— Na pewno nie chcesz nic zjeść? — spytał Naruto, niepewnie zerkając na, skrupulatnie umieszczającą kwiaty w wazonie, dziewczynę. Ta spojrzała na niego pogodnie i pokręciła głową, zabierając się za ustawianie wazonu w pokoju.
— Masz tu straszny bałagan, widać, że nie lubisz sprzątać i w ogóle co z tym twoim jedzeniem? Pełno tu torebek po gotowym ramenie, to nie jest zdrowa dieta dla kogoś, kto chce zostać najsilniejszym ninja i w dodatku hokage — pouczyła go dumnie, zbierając kilka brudnych ubrań z podłogi. Chłopak przewrócił oczami.
— Jeny, będziesz się bawić w moją mamę? — spytał znudzony, zalewając ramen gorącą wodą i gwałtownie zerkając na dziewczynę. — Nigdy nie powiedziałem Ci, kim chcę zostać...
— Oczywiście, że nie, ale co to właściwie zmienia?
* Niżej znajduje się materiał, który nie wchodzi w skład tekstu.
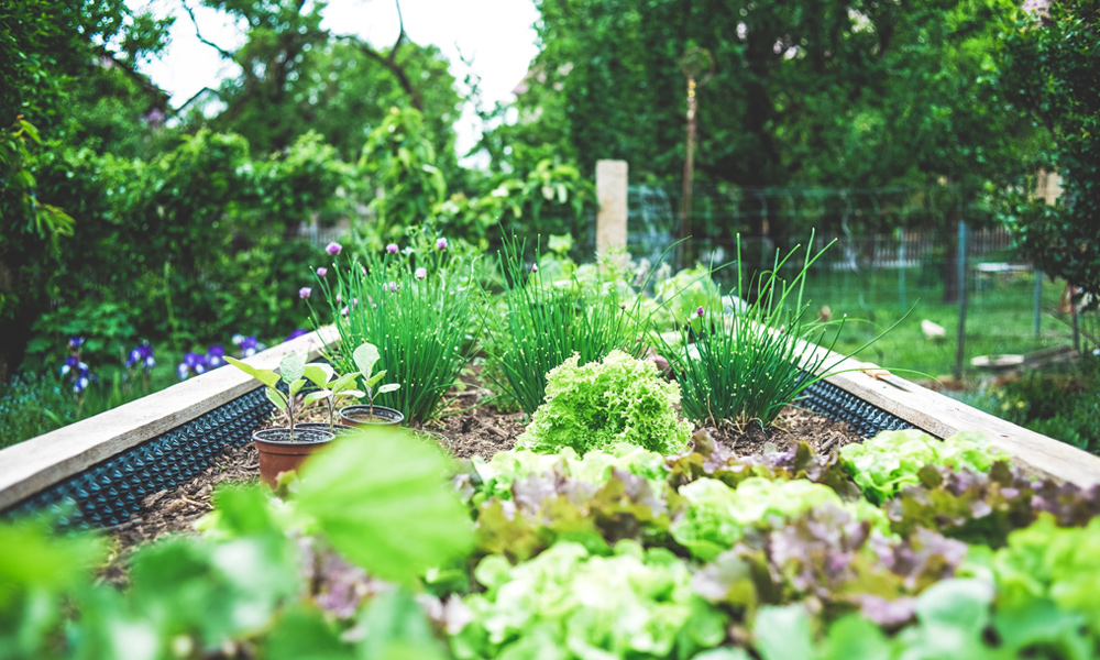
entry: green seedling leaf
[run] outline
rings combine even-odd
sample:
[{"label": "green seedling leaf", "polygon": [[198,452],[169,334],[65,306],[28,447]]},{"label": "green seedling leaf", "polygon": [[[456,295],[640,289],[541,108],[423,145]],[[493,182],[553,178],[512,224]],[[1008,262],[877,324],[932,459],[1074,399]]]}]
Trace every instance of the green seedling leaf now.
[{"label": "green seedling leaf", "polygon": [[378,349],[372,343],[365,343],[360,348],[355,349],[355,352],[351,354],[351,359],[355,362],[355,366],[359,367],[361,374],[364,378],[370,378],[371,373],[374,371],[374,364],[378,361],[382,355],[378,354]]},{"label": "green seedling leaf", "polygon": [[337,372],[328,364],[314,362],[306,365],[304,375],[309,378],[309,382],[314,385],[324,388],[329,384],[329,381],[337,375]]},{"label": "green seedling leaf", "polygon": [[246,364],[237,358],[231,358],[229,355],[226,356],[226,361],[268,387],[275,387],[278,385],[278,374],[271,370],[256,369],[251,364]]},{"label": "green seedling leaf", "polygon": [[286,413],[286,397],[283,393],[273,387],[267,387],[264,389],[264,394],[267,395],[267,400],[275,404],[275,407],[279,410]]},{"label": "green seedling leaf", "polygon": [[358,377],[359,377],[359,374],[344,374],[344,375],[340,376],[339,378],[337,378],[336,382],[333,382],[332,385],[329,386],[329,389],[331,389],[333,393],[338,393],[339,394],[339,393],[343,392],[344,389],[348,389],[349,387],[351,387],[352,385],[354,385],[355,384],[355,378],[358,378]]},{"label": "green seedling leaf", "polygon": [[283,359],[283,362],[279,362],[278,371],[284,383],[287,385],[294,383],[306,373],[306,354],[290,353]]},{"label": "green seedling leaf", "polygon": [[382,381],[383,377],[385,377],[385,375],[386,375],[386,370],[382,370],[381,372],[378,372],[378,373],[374,374],[373,376],[371,376],[370,378],[367,378],[366,383],[365,383],[366,388],[367,389],[374,389],[374,386],[377,385],[378,382]]},{"label": "green seedling leaf", "polygon": [[306,395],[306,405],[308,406],[309,404],[316,402],[323,402],[330,396],[332,396],[331,389],[318,389],[317,392],[310,392],[309,394]]},{"label": "green seedling leaf", "polygon": [[298,510],[348,560],[408,584],[469,552],[473,528],[438,450],[403,431],[369,435],[370,442],[338,440],[304,466]]}]

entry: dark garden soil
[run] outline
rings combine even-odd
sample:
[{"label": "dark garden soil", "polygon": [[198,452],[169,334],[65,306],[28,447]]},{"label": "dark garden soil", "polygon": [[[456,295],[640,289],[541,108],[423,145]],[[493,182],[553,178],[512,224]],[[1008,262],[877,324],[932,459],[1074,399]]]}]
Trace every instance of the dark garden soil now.
[{"label": "dark garden soil", "polygon": [[[492,404],[477,405],[487,391],[476,376],[464,376],[465,387],[452,393],[453,400],[439,421],[415,428],[430,435],[453,455],[468,459],[479,455],[488,460],[493,454],[512,449],[522,433],[522,415],[503,413]],[[308,414],[302,421],[327,421],[321,413]],[[278,426],[278,421],[263,427]],[[848,425],[833,421],[821,415],[787,408],[770,429],[749,425],[744,430],[734,428],[707,429],[712,437],[741,455],[759,453],[769,442],[785,449],[806,440],[817,452],[824,453],[862,439]],[[103,580],[123,584],[125,565],[133,549],[165,535],[190,532],[194,524],[211,510],[210,495],[217,484],[224,481],[250,482],[258,479],[258,458],[253,443],[226,447],[213,464],[174,491],[161,491],[145,498],[141,510],[127,522],[110,528],[116,552],[101,571]]]}]

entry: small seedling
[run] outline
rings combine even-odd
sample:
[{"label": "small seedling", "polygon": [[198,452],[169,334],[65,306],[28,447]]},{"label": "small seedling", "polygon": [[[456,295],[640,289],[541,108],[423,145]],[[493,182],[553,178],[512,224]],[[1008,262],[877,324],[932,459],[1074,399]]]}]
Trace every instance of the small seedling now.
[{"label": "small seedling", "polygon": [[338,398],[343,396],[363,398],[366,396],[366,393],[354,388],[359,373],[344,374],[338,377],[336,370],[328,364],[311,363],[306,365],[305,375],[314,385],[320,387],[317,392],[306,395],[306,405],[308,406],[315,402],[326,403],[329,407],[329,431],[332,431],[334,428]]},{"label": "small seedling", "polygon": [[[306,378],[304,377],[306,372],[306,354],[290,353],[284,358],[278,365],[279,373],[275,373],[267,369],[256,369],[251,364],[245,364],[237,358],[231,358],[229,355],[226,356],[226,360],[237,369],[266,385],[264,394],[266,394],[267,398],[275,404],[276,408],[286,415],[287,425],[290,428],[290,442],[294,442],[294,419],[299,413],[299,410],[295,408],[294,397],[297,396],[298,392],[300,392],[306,385]],[[283,394],[276,389],[280,380],[286,383],[288,394]]]},{"label": "small seedling", "polygon": [[378,362],[382,355],[378,354],[378,349],[372,343],[365,343],[351,354],[351,359],[355,362],[355,366],[359,367],[359,374],[363,376],[363,389],[366,391],[366,400],[370,404],[370,415],[374,416],[374,397],[380,394],[386,394],[387,392],[394,392],[400,388],[399,383],[386,383],[385,385],[378,387],[375,392],[374,387],[382,381],[386,375],[386,370],[382,370],[378,373],[374,372],[374,365]]}]

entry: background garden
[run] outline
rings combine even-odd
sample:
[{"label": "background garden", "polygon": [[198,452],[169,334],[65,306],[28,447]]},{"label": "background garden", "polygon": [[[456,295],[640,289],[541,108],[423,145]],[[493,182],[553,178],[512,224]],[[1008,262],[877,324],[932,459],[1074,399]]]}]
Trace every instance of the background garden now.
[{"label": "background garden", "polygon": [[[571,234],[585,261],[596,160],[629,163],[631,252],[656,260],[678,238],[690,47],[715,66],[697,91],[695,239],[671,272],[728,260],[737,234],[763,263],[816,230],[843,241],[811,276],[813,312],[869,321],[846,348],[916,306],[866,360],[950,374],[963,292],[966,365],[1070,345],[1066,280],[1086,308],[1078,341],[1096,345],[1094,1],[539,1],[539,54],[494,107],[404,33],[322,29],[323,2],[204,4],[246,26],[241,47],[218,45],[240,75],[182,107],[139,73],[167,29],[140,3],[0,9],[0,442],[308,327],[299,290],[334,237],[377,252],[426,226],[484,251]],[[464,103],[485,129],[475,161],[454,148]],[[1046,204],[1052,170],[1064,190]],[[959,284],[963,222],[1007,232],[971,265],[1048,277],[1037,334],[1033,273]],[[901,244],[909,256],[876,262],[875,245]],[[1096,370],[1062,369],[986,386],[968,369],[960,396],[1096,450]]]}]

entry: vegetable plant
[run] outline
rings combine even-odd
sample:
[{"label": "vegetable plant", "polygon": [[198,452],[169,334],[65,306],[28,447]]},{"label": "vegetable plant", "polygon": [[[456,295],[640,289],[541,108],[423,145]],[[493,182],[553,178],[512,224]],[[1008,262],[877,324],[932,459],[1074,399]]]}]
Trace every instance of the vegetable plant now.
[{"label": "vegetable plant", "polygon": [[[354,376],[363,377],[363,389],[369,405],[371,407],[370,414],[374,415],[374,397],[378,394],[386,394],[387,392],[397,392],[400,389],[400,383],[386,383],[385,385],[378,386],[382,378],[386,375],[386,370],[382,370],[378,373],[373,373],[374,365],[378,363],[378,349],[374,344],[365,343],[352,353],[352,360],[355,361],[355,366],[359,367],[359,373],[353,374]],[[375,389],[377,387],[377,389]]]},{"label": "vegetable plant", "polygon": [[629,442],[668,454],[688,444],[691,424],[679,420],[674,407],[680,387],[662,380],[652,363],[622,351],[585,365],[573,354],[547,374],[546,391],[521,447],[542,453],[568,447],[583,455]]},{"label": "vegetable plant", "polygon": [[338,376],[331,365],[314,362],[306,365],[304,375],[306,380],[318,387],[317,392],[310,392],[306,395],[305,404],[308,406],[316,402],[324,402],[329,411],[329,431],[332,431],[336,425],[336,402],[338,398],[366,396],[366,393],[354,388],[355,381],[359,378],[358,373]]},{"label": "vegetable plant", "polygon": [[[306,354],[290,353],[283,358],[278,365],[278,373],[257,369],[231,355],[227,355],[226,361],[265,385],[264,394],[267,395],[268,400],[286,415],[287,427],[290,429],[290,442],[294,442],[294,420],[301,413],[295,403],[295,397],[306,386]],[[279,381],[286,384],[286,394],[278,391]]]}]

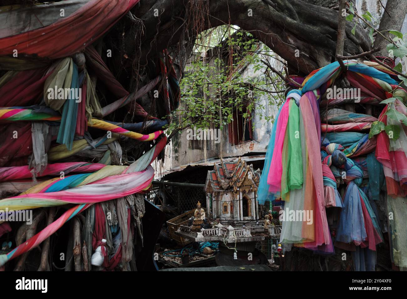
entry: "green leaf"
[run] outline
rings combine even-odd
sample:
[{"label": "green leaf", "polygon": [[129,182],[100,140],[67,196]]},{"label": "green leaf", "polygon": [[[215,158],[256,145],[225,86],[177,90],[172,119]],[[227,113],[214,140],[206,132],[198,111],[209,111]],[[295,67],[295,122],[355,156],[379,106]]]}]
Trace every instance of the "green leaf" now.
[{"label": "green leaf", "polygon": [[395,109],[390,109],[386,112],[386,115],[392,119],[401,122],[405,126],[407,126],[407,116]]},{"label": "green leaf", "polygon": [[404,83],[404,85],[407,86],[407,78],[404,78],[404,77],[403,77],[403,76],[400,76],[400,75],[397,76],[397,78],[398,78],[400,80],[403,81],[403,82]]},{"label": "green leaf", "polygon": [[352,30],[350,32],[352,33],[352,34],[353,34],[354,35],[355,35],[355,31],[356,31],[356,24],[355,24],[355,26],[353,26],[353,28],[352,28]]},{"label": "green leaf", "polygon": [[350,4],[349,4],[349,11],[352,13],[355,13],[355,11],[353,10],[353,4],[352,4],[352,2],[351,2]]},{"label": "green leaf", "polygon": [[383,122],[376,120],[372,123],[370,131],[369,132],[369,139],[370,139],[374,136],[377,135],[384,130],[385,125]]},{"label": "green leaf", "polygon": [[385,100],[384,101],[382,101],[380,102],[381,104],[388,104],[389,103],[391,103],[394,102],[396,100],[397,100],[396,98],[389,98],[387,100]]},{"label": "green leaf", "polygon": [[[399,45],[398,46],[398,48],[395,45],[389,44],[386,47],[386,49],[389,52],[392,52],[393,56],[396,57],[403,58],[404,56],[407,55],[407,48],[402,45]],[[392,56],[391,55],[389,56]]]},{"label": "green leaf", "polygon": [[401,63],[399,62],[398,64],[397,65],[395,66],[394,68],[396,70],[399,72],[401,73],[403,71],[403,66],[401,65]]},{"label": "green leaf", "polygon": [[[400,137],[400,126],[395,124],[388,124],[385,127],[386,133],[392,140],[396,140]],[[392,137],[392,138],[390,138]]]},{"label": "green leaf", "polygon": [[351,22],[353,20],[354,16],[353,15],[348,15],[346,17],[346,21],[350,21]]},{"label": "green leaf", "polygon": [[396,37],[398,37],[398,38],[403,38],[403,34],[400,31],[398,31],[396,30],[389,30],[389,32],[392,34],[393,35],[396,35]]},{"label": "green leaf", "polygon": [[365,19],[366,19],[368,21],[370,21],[370,22],[372,22],[372,19],[370,18],[370,17],[369,15],[367,15],[365,13],[364,15],[362,15],[362,16]]}]

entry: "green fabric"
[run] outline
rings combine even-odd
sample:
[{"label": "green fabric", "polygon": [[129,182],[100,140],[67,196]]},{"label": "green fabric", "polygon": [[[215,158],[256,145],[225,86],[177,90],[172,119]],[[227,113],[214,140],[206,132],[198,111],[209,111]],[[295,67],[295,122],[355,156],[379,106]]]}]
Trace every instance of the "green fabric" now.
[{"label": "green fabric", "polygon": [[392,261],[396,266],[404,268],[400,270],[407,271],[407,199],[388,195],[387,209]]},{"label": "green fabric", "polygon": [[[71,60],[72,61],[72,59]],[[79,103],[77,103],[75,99],[74,90],[79,88],[79,78],[78,74],[78,67],[73,63],[71,86],[72,89],[69,94],[69,99],[65,100],[63,108],[62,109],[62,117],[61,119],[61,125],[59,131],[58,132],[57,142],[65,144],[66,148],[70,151],[72,149],[72,144],[75,136],[75,130],[76,128],[77,118],[78,117],[78,107]],[[67,81],[67,80],[65,80]],[[55,101],[62,101],[63,100],[55,100],[52,103]]]},{"label": "green fabric", "polygon": [[380,199],[380,190],[384,183],[383,166],[376,159],[374,152],[368,154],[366,162],[369,173],[369,189],[372,198],[378,201]]},{"label": "green fabric", "polygon": [[290,100],[290,117],[287,124],[283,148],[282,161],[283,168],[281,177],[281,197],[284,200],[285,195],[290,190],[301,189],[304,182],[302,175],[302,156],[300,136],[300,109],[295,100]]},{"label": "green fabric", "polygon": [[[48,98],[48,89],[59,88],[70,88],[72,76],[74,71],[74,63],[70,57],[63,58],[56,63],[56,65],[52,74],[47,78],[44,84],[44,100],[47,106],[55,110],[60,110],[65,103],[66,99],[58,99],[57,94]],[[52,95],[52,94],[51,94]]]}]

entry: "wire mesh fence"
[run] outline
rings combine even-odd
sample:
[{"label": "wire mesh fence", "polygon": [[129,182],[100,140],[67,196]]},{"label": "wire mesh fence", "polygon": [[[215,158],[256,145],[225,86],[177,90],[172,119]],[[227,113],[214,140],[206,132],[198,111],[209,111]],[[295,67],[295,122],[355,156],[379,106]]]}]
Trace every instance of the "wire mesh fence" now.
[{"label": "wire mesh fence", "polygon": [[202,207],[206,207],[206,196],[201,185],[182,186],[153,183],[147,198],[157,205],[172,209],[177,215],[195,208],[198,201]]}]

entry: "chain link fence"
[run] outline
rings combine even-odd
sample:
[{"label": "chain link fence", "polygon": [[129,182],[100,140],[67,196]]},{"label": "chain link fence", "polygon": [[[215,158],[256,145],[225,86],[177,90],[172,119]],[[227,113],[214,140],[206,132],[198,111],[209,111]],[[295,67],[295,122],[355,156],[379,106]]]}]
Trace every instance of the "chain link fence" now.
[{"label": "chain link fence", "polygon": [[[203,185],[178,183],[153,182],[147,200],[162,207],[164,212],[180,215],[197,207],[199,201],[202,207],[206,207],[206,196]],[[194,186],[195,185],[195,186]]]}]

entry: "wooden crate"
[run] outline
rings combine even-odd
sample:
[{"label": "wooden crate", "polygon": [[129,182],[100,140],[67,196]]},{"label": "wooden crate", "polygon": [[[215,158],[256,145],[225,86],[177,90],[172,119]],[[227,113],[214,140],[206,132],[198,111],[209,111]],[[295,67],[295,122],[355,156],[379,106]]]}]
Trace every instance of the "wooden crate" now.
[{"label": "wooden crate", "polygon": [[[202,208],[206,212],[206,209]],[[183,246],[188,244],[191,241],[188,239],[186,239],[182,237],[176,235],[175,232],[178,230],[178,228],[181,225],[188,224],[188,220],[190,218],[194,216],[194,212],[195,212],[195,209],[192,210],[188,212],[181,214],[179,216],[170,219],[167,221],[167,225],[168,225],[168,230],[170,232],[170,237],[173,240],[175,240],[178,244]]]}]

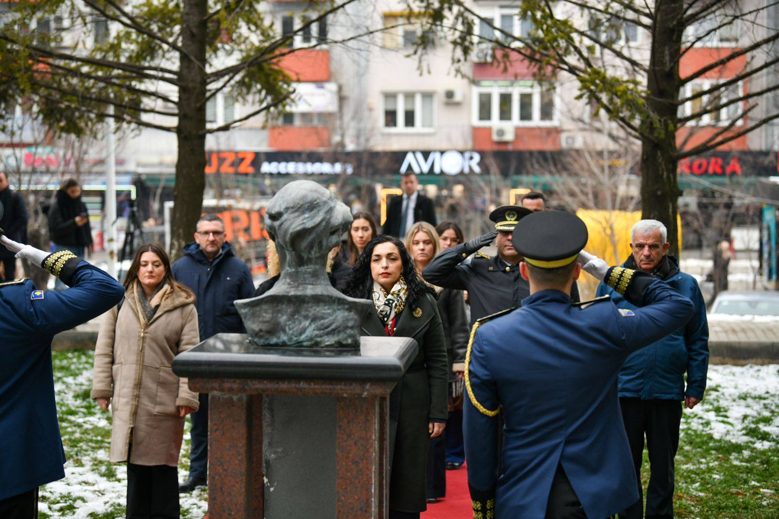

Nie mogę tego po prostu wiedzieć? W dodatku mam rację, taka dieta nie służy... — zdziwiła się, mimo wszystko wciąż nie przestając sprzątać. Naruto podszedł do niej i chwycił ją za dłonie, zmuszając tym samym do zaprzestania sprzątania i spojrzenia mu w oczy.
— Nie, to nie jest coś co możesz po prostu wiedzieć. Skąd o tym wiesz? — spytał poważnie.
— Nie wiem, to po prostu jest w mojej głowie, nikt mi tego nie powiedział... — zauważyła cicho, mając nadzieję, że on jej uwierzy, ale ona nie kłamała. Podobnie jak w przypadku Iruki, nie wiedziała skąd to wie.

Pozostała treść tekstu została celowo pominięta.